We continue the series #BehindTheSIM, which tells stories of the professionals involved with São Paulo's International Music Week. In its twentieth chapter, we interview Helena Gaia, Production Manager of SIM São Paulo.
Helena Gaia's trajectory in the music market begins with the dream job of many who grew up between the 90s and 2000s. From 2005 to 2007, she worked on occasional projects in the artistic relations department of MTV Brasil, until she was finally hired: "I worked at VMB (MTV's Video Music Brazil Awards) and Rockgol taking care of the artists and I stayed in this department until 2011. It was really cool because I had this access to the artists, I was the person who received all the MTV music videos and watched them first, before everyone else".
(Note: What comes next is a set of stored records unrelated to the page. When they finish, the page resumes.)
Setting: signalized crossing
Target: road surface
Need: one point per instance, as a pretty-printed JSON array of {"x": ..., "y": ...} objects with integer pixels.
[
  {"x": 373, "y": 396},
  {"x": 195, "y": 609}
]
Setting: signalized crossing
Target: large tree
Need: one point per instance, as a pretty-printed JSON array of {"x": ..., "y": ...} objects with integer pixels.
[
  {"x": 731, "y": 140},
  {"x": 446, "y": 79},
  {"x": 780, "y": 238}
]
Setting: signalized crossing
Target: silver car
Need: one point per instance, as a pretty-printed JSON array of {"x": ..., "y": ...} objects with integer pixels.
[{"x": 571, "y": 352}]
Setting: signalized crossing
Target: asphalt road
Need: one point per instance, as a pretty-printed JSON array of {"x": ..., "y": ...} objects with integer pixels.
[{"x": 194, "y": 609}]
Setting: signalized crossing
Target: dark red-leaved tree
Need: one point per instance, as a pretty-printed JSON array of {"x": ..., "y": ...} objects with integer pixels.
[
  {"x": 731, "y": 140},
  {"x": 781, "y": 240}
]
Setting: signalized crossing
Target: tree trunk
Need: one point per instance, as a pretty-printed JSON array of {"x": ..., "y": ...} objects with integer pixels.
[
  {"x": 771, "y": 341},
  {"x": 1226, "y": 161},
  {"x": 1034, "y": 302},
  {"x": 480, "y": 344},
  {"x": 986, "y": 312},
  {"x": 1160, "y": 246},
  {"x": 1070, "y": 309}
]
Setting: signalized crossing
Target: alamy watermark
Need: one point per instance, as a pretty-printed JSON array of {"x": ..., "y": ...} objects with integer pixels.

As she lefts, she joined the team of rapper Criolo, who had just released 'Nó na Orelha'. "I went in to work together with his manager, Biba, producing the album's release tour. I also did the executive production of the DVD with Emicida (Criolo e Emicida Ao Vivo), I helped in Criolo's international tour... we took care of everything. It was a moment when I had a lot of 'hands-on' because I was helping in everything: taking care of his schedule, making the bridge with the press office and all these things", she recalls.
After taking a break and becoming a mother, Helena worked at corporate events for some time. She returned to music in 2017, when she worked at HBO's program Clubversão and was in contact with artists from Brazil and Latin America. It was only in 2018 that she joined SIM São Paulo: "In 2018 and 2019 I was in production with Alê [Briganti]. And now in 2020, I took over the production management. I'm very happy to work at SIM because that was it, I managed to unite the two things I like to do: work with music, think about music and work with events".
Besides reinforcing the role of SIM as an essential meeting point for the music market, where important connections are made, she sees in the event the possibility of training for the artists and agents who attend. "This possibility of connection and training is very important. I think this place of formation and information was missing here in Brazil. The music brings this, this possibility of you connecting beyond what is here. It amplifies many different discussions and formations -- like every art form, but I think music enhances that," she explains.
For the producer, one of the biggest challenges in her work is the way music is seen, both by the government and by a portion of the population: "Music is not taken seriously as a market, as a financial powerhouse. Especially in this moment that we are living, with the president that we have. So we have a lot of precariousness in the market, there are no labor laws or incentive laws working properly and we get stuck in all these obstacles".
Asked about the future, Helena ponders the difficulties imposed by the coronavirus and the social distancing for the entire music market. Music conventions are known precisely for their ability to unite people and this is the great challenge of the moment: to promote union in safety. "What I can think of is the present. What we have is this: we are in isolation, we can't meet and connect personally but we can do it virtually. So let's think about the present: what can we work with? We have to think about how to work and enhance the access and use of the virtual. That's the biggest challenge we're living today in music and SIM São Paulo. We're in this process of reinvention, right?", she concludes.